As I've been reading the book of Mark I've been impressed with people's need and desire for Jesus.  They want Him. They follow Him. They surround and press in on Him.  From the beginning of the book people bring their friends to Jesus (1:32, 2:3).  The lame and ill could not get there themselves, but those who were well intervened. The theme ringing in my head has been, "bring them to Jesus."  When I care for our children and help them resolve differences I need to bring them to Jesus. When those around me are hurting or scared I need to bring them to Jesus. As I teach our women's Bible study--regardless of the topic--I need to bring them to Jesus.

In putting words on paper I am convicted of the many times my speech is contrary to His, my desires and motivations get twisted, my goals and mindset give in to distractions. If only I could keep others' need and Jesus' supremacy foremost in my mind, remembering my own great need for Him, then I would be ready to do His work (2 Timothy 4:2, John 6:38-40).  Today, let's bring them to Jesus.

Thursday, September 29, 2011

O Be Careful, Little _____ What You ______

Ezekiel 44

v. 2,4:  The LORD said to me, “This gate shall be shut; it shall not be opened, and no one shall enter by it, for the LORD God of Israel has entered by it; therefore it shall be shut....”  Then He brought me by way of the north gate to the front of the house; and I looked, and behold, the glory of the LORD filled the house of the LORD, and I fell on my face.

Impression:  How lightly and casually we regard the LORD God in our thinking, our speaking, our doing.  Perhaps the greatest sin—one that opens the door to so many others—is to think too little of God.  We presume upon the body and blood of the Lord Jesus an intimacy of brotherhood. But God is our Father—not our buddy.  God remains the awesome, commanding, sovereign Lord of the universe.  If we but understood His power, greatness, and wisdom we, too, would tremble and fall.  We would be unable to stand and go about our daily business for fear of the LORD GOD.

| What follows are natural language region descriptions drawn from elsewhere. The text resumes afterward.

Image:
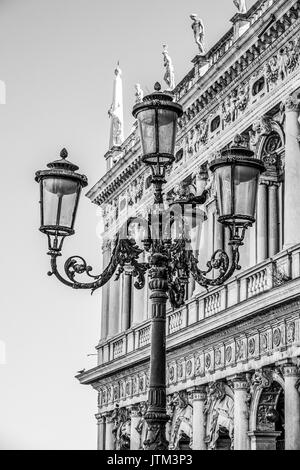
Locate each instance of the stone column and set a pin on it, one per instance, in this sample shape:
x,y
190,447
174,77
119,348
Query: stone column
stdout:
x,y
114,307
199,420
138,306
134,434
109,437
291,406
241,413
262,219
105,292
126,314
273,218
101,431
292,173
218,234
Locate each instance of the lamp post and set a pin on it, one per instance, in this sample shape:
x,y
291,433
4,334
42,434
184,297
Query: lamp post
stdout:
x,y
171,260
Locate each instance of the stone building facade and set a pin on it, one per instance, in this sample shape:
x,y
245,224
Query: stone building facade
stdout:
x,y
233,352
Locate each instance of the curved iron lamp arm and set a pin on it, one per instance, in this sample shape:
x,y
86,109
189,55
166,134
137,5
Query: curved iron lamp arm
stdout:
x,y
125,252
183,263
219,261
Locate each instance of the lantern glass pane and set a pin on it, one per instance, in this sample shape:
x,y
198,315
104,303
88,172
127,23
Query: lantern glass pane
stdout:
x,y
59,201
68,207
167,121
223,186
245,183
146,120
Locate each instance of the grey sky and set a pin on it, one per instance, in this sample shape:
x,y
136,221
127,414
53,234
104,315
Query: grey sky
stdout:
x,y
57,58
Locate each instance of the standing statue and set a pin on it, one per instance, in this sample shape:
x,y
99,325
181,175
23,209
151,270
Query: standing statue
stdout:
x,y
169,77
139,94
241,6
198,28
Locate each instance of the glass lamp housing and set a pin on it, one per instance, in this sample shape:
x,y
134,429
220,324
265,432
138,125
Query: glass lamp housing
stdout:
x,y
60,188
236,176
157,119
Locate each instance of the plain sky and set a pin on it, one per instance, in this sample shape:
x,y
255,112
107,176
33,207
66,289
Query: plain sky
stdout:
x,y
57,58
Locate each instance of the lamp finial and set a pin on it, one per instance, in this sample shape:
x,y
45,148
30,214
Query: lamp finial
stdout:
x,y
64,154
157,86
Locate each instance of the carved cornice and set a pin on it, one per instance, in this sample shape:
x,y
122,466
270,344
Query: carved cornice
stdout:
x,y
292,104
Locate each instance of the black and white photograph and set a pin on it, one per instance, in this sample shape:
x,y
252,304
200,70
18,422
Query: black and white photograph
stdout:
x,y
150,229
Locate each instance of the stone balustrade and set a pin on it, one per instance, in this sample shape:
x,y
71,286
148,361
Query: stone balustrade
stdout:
x,y
246,285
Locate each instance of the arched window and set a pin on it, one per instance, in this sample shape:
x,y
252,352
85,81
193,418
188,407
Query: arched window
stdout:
x,y
258,86
215,123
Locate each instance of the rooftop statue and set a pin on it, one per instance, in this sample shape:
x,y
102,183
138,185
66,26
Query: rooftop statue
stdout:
x,y
169,77
198,28
241,6
139,94
116,111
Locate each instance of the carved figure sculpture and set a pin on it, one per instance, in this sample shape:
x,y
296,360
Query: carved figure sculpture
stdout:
x,y
241,6
139,94
181,420
199,32
169,77
219,409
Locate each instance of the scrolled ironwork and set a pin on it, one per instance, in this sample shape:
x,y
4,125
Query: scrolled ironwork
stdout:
x,y
125,252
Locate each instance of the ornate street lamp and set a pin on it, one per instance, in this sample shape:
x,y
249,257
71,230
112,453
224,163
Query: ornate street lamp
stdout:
x,y
60,189
171,261
157,118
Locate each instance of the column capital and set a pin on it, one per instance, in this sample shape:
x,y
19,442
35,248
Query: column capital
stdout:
x,y
289,369
100,417
240,382
109,416
198,393
292,104
135,411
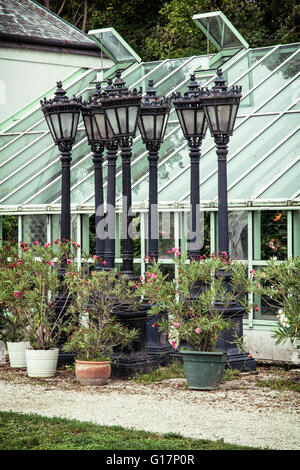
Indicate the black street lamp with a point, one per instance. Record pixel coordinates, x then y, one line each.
62 115
100 135
152 122
121 107
221 106
194 125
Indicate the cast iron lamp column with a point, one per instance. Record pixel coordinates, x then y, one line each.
121 107
152 121
62 115
99 136
221 106
194 125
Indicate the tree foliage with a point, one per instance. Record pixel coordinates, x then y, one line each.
164 28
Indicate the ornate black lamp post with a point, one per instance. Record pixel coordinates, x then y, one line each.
121 107
62 115
100 135
194 125
221 106
152 121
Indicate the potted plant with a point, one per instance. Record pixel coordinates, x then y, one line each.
31 289
279 286
195 323
95 335
11 330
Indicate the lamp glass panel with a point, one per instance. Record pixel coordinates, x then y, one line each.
56 126
201 122
66 124
100 126
148 123
122 115
132 118
233 116
189 119
223 116
49 122
141 128
75 124
88 126
159 126
112 119
166 116
181 121
212 121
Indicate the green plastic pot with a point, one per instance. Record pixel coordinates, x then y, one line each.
203 370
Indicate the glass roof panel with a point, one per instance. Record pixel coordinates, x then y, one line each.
219 30
113 45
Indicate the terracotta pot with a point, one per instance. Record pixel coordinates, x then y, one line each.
92 372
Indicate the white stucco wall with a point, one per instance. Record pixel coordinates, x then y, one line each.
262 346
26 74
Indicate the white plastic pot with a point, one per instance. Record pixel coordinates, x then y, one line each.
16 353
41 363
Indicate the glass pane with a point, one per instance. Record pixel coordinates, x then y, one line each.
66 124
132 118
111 116
269 85
35 228
238 234
273 234
166 234
284 98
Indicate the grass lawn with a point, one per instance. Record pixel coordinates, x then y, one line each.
34 432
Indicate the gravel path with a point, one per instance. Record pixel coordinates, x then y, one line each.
240 412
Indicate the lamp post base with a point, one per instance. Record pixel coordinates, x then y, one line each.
237 358
158 345
136 359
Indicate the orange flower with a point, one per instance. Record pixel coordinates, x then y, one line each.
278 217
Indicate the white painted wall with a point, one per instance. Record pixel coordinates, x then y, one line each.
262 346
26 74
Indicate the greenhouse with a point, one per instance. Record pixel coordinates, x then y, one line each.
263 161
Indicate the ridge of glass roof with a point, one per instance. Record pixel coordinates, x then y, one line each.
219 30
113 45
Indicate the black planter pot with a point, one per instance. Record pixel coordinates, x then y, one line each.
158 344
135 359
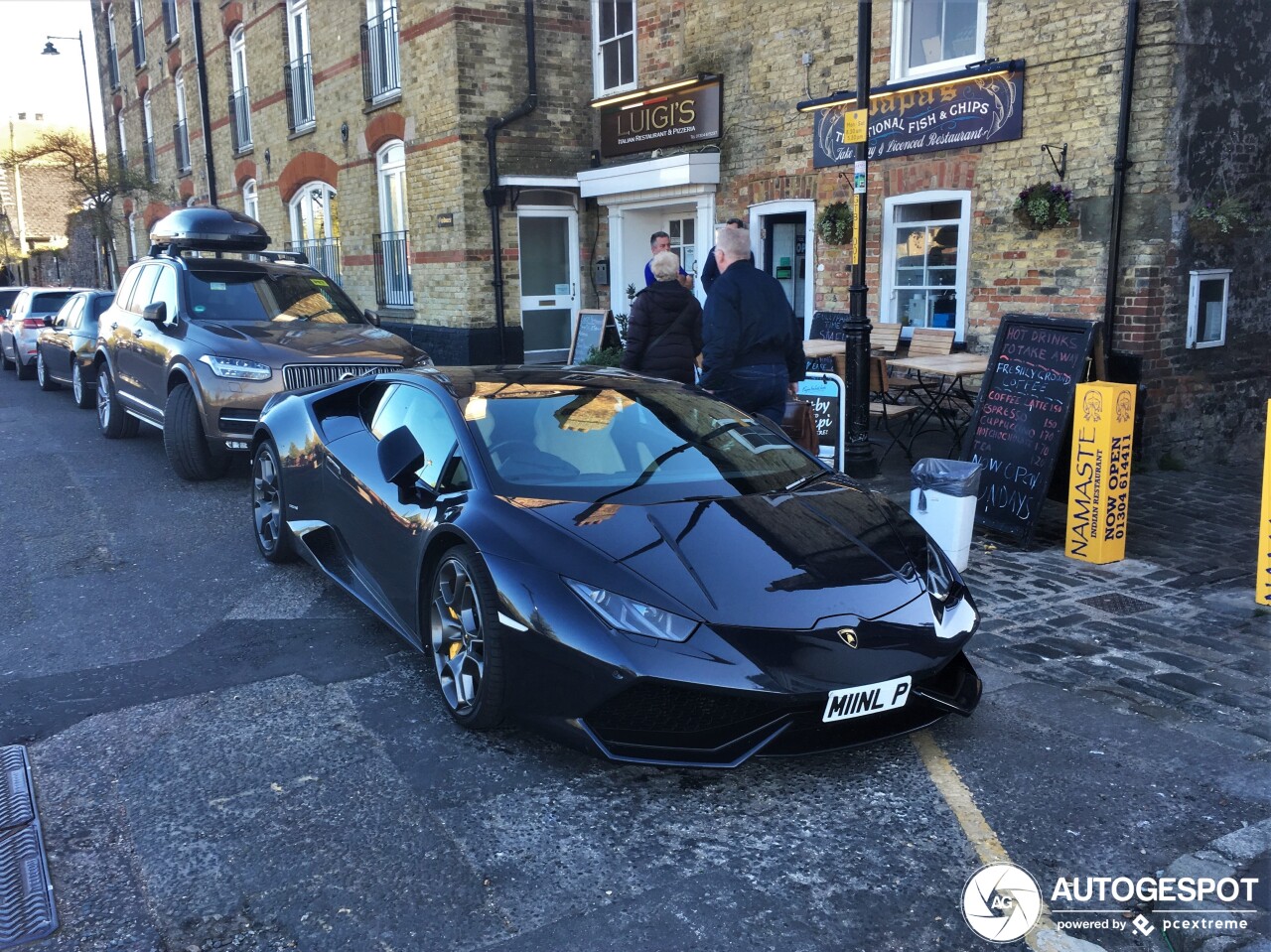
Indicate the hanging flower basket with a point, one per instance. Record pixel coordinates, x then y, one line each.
1045 204
1219 218
834 222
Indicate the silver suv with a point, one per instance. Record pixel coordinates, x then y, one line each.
195 345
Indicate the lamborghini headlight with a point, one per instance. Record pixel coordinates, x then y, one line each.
635 616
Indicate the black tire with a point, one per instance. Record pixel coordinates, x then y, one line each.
466 638
26 371
81 389
268 506
111 418
46 383
183 439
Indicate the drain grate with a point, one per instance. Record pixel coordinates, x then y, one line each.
1117 604
27 909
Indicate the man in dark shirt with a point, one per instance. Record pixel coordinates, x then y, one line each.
711 270
753 349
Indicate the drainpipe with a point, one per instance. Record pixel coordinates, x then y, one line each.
204 113
1120 167
495 196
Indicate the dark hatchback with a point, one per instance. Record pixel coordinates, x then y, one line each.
67 344
628 565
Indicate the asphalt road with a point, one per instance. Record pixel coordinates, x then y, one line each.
231 755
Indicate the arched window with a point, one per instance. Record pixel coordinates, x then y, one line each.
391 247
180 130
240 105
316 227
250 206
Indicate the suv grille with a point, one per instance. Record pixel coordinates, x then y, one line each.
296 376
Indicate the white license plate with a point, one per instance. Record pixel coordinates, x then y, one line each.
867 699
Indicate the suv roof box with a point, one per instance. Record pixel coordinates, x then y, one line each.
209 230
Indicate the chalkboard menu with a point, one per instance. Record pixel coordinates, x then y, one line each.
595 328
1022 415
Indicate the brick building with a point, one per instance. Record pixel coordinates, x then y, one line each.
481 172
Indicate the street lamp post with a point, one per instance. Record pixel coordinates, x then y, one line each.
50 50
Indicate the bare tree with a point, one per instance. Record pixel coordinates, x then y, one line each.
95 182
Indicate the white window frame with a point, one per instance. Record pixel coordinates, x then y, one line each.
888 309
598 41
1198 277
250 200
900 31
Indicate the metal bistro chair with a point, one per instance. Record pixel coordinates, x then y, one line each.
886 411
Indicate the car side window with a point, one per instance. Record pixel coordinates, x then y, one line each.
144 290
166 291
426 417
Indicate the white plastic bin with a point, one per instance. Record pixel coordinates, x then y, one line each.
943 503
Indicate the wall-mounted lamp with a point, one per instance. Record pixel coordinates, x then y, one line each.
1061 166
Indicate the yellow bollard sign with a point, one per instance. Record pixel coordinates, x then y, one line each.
1098 494
1262 588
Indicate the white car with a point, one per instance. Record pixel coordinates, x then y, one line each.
22 327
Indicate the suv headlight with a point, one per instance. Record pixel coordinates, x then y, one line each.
236 368
634 616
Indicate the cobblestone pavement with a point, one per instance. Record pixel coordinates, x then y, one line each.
1172 633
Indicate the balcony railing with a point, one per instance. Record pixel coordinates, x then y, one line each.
240 119
393 270
300 93
181 145
381 70
169 19
139 45
323 253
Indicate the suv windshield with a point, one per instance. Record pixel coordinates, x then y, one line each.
261 296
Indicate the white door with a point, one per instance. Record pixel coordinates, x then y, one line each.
549 282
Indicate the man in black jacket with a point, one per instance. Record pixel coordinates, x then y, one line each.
753 349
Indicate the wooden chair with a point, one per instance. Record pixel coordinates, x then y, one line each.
884 339
885 409
925 342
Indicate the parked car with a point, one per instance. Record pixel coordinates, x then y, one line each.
67 345
627 565
196 344
26 318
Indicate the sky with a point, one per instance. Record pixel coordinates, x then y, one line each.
53 85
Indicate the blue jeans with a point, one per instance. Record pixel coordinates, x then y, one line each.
758 389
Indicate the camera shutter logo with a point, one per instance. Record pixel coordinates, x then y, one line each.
1001 902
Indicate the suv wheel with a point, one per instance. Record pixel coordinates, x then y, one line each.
111 418
26 371
80 388
46 383
185 441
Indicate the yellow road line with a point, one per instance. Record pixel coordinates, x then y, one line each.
1045 935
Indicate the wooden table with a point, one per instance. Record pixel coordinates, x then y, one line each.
942 388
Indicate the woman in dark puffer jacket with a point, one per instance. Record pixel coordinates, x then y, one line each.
663 335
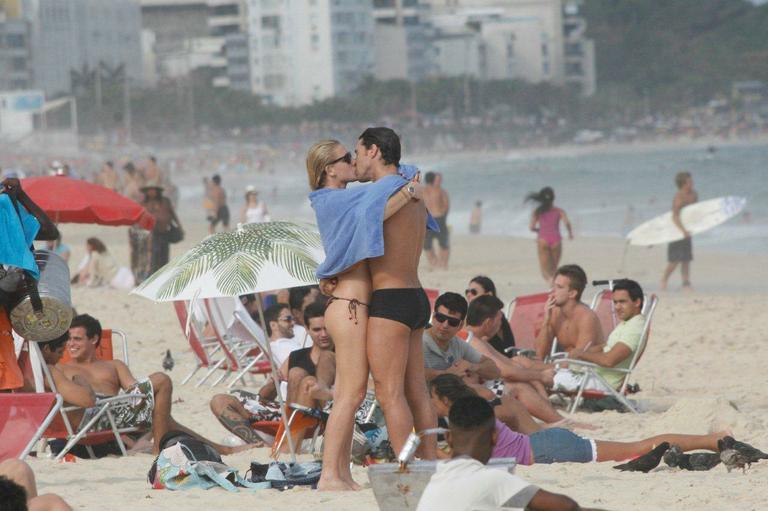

Application:  How might a better understanding of God affect my prayer life?  To recognize His awesome might and sovereign control would put my requests and desires in perspective.  Would I still ask for the petty things that please me?  How would a better knowledge of God affect my actions?  If I lived out the children’s song, “For the Father up above is looking down in love, so be careful little _________ how you ________,” what would change?  My personal entertainment, my indulgent eating, my relaxed laziness?  But I don’t want to.  I don’t want to know God because, yes, it would demand change.  It would remove the self-indulgence and shackle my desires, my efforts, my time, my resources to God and God alone.  But what better place to be?  “Better is one day in your courts than a thousand elsewhere; I would rather be a doorkeeper in the house of my God than dwell in the tents of the wicked.” (Psalm 84:10)

God is glorious.  God is gracious.  God is lovingly kind.  God is merciful.  God is peace.  God is joy.  God is the Provider and Protector of His people.  Because of Christ’s substitutionary death, “My beloved is mine, and I am his.” (Song of Solomon 2:16).  But never at the cost of flippancy or contemporary causality.  God is.  My existence depends on that.  Past.  Present.  Future.  He is the I AM.  I am a dependent clause.  May God allow us to fear Him that we might walk in humble service and gratitude.